È di poche settimane la notizia che i vaccini anticancro stanno funzionando. Una speranza. L’obiettivo immediato è creare vaccini che distruggano le cellule tumorali...
«La risposta a questa considerazione è strettamente legata al concetto di medicina di precisione a cui accennavo in precedenza. Per rendere la risposta più facilmente fruibile a tutti, questi “vaccini” si utilizzano per stimolare una risposta immunitaria contro un bersaglio ben preciso. Un po' come è stato per i vaccini anti-Covid, i vaccini terapeutici cercano di innescare una risposta immunitaria contro una proteina caratterizzante le cellule tumorali (antigene tumorale) e assente nelle cellule sane. In questo modo il sistema immunitario indirizza la propria risposta in maniera specifica verso il tumore e non colpendo tutto il resto».

Alcuni scienziati stanno testando anche vaccini che potrebbero prevenire lo sviluppo del cancro...

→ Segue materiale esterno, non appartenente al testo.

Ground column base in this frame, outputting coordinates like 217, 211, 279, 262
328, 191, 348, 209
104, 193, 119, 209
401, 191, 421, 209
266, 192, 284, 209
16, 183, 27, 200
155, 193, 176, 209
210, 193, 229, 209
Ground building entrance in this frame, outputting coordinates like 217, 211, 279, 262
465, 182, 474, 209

«Mentre prima parlavamo di vaccini terapeutici, per rispondere a questa domanda dobbiamo tornare a parlare di vaccino nella sua accezione classica e cioè quale strumento per prevenire una malattia. Vaccini che vanno a prevenire l’insorgenza di alcuni tumori sono più legati alla conoscenza di un agente eziologico (spesso un virus) che causa la degenerazione neoplastica: a questa classe appartengono alcuni farmaci già disponibili diretti verso il tumore della cervice uterina (causato dal virus HPV) e il tumore del fegato (causato anche dal virus dell'epatite B). Anche in questo campo la ricerca è in forte fermento e nel breve-medio periodo ci potrebbero essere altre belle sorprese».

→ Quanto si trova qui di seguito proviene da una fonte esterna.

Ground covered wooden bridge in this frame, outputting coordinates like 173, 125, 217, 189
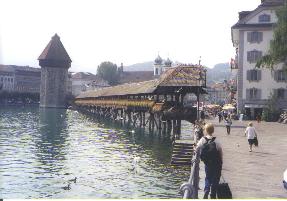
74, 65, 207, 140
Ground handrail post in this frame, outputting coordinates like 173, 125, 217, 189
180, 150, 200, 199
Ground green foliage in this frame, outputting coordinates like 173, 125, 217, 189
97, 61, 119, 86
256, 1, 287, 70
262, 92, 281, 122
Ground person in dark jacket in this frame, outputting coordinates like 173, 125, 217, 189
195, 123, 223, 199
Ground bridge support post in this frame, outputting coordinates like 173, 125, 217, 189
143, 112, 146, 126
158, 114, 162, 130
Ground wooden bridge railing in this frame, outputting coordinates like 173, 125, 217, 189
180, 150, 200, 199
74, 99, 155, 109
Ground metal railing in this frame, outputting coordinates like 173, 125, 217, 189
180, 150, 200, 199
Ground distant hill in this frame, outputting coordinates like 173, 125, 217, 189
123, 61, 231, 85
206, 63, 231, 85
124, 61, 154, 72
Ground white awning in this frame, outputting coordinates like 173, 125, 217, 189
244, 104, 267, 108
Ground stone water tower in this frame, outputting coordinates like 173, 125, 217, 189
38, 34, 72, 108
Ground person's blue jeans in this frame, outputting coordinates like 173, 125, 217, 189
284, 180, 287, 190
204, 164, 222, 199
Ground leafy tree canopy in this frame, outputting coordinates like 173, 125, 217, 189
256, 1, 287, 71
97, 61, 119, 85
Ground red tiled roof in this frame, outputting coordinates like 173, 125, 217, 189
38, 34, 72, 62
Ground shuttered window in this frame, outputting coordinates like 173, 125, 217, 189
274, 70, 287, 82
247, 50, 262, 63
247, 32, 263, 43
247, 69, 261, 81
246, 88, 261, 100
274, 88, 287, 99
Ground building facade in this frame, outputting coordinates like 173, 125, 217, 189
71, 72, 109, 97
206, 82, 229, 105
0, 65, 41, 93
0, 65, 15, 91
231, 0, 287, 118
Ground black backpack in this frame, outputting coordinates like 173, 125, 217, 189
200, 137, 220, 165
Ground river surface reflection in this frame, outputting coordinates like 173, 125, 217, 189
0, 107, 191, 198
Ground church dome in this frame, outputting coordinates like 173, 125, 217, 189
164, 57, 172, 67
154, 55, 163, 65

Recentemente la sua attività di ricerca è finita sotto i riflettori di Repubblica che gli ha dedicato un lusinghiero articolo. Troppo spesso tanti come lui fanno un lavoro duro, in silenzio, con poche risorse. Ma quanto sarebbe importante sostenere con più forti più convenzioni più mezzi questo lavoro. Eppure così non è...
«È vero, nei giorni scorsi i miei studi sono stati inaspettatamente attenzionati da un lusinghiero articolo de La Repubblica. Non posso nascondere un certo imbarazzo, ma quello che spero è la storia raccontata, la mia storia, possa essere da spunto per mettere in atto azioni concrete volte a favorire quella “messa a terra” di idee di cui parlavo prima: i laboratori delle nostre università, anche e soprattutto nel nostro Sud, sono fucine di idee che meritano di essere messe in circolo e contribuire a quella spinta di innovazione sostenibile che può fare della Calabria un luogo dove non solo restare, ma anche attrarre. Anche a fare ricerca».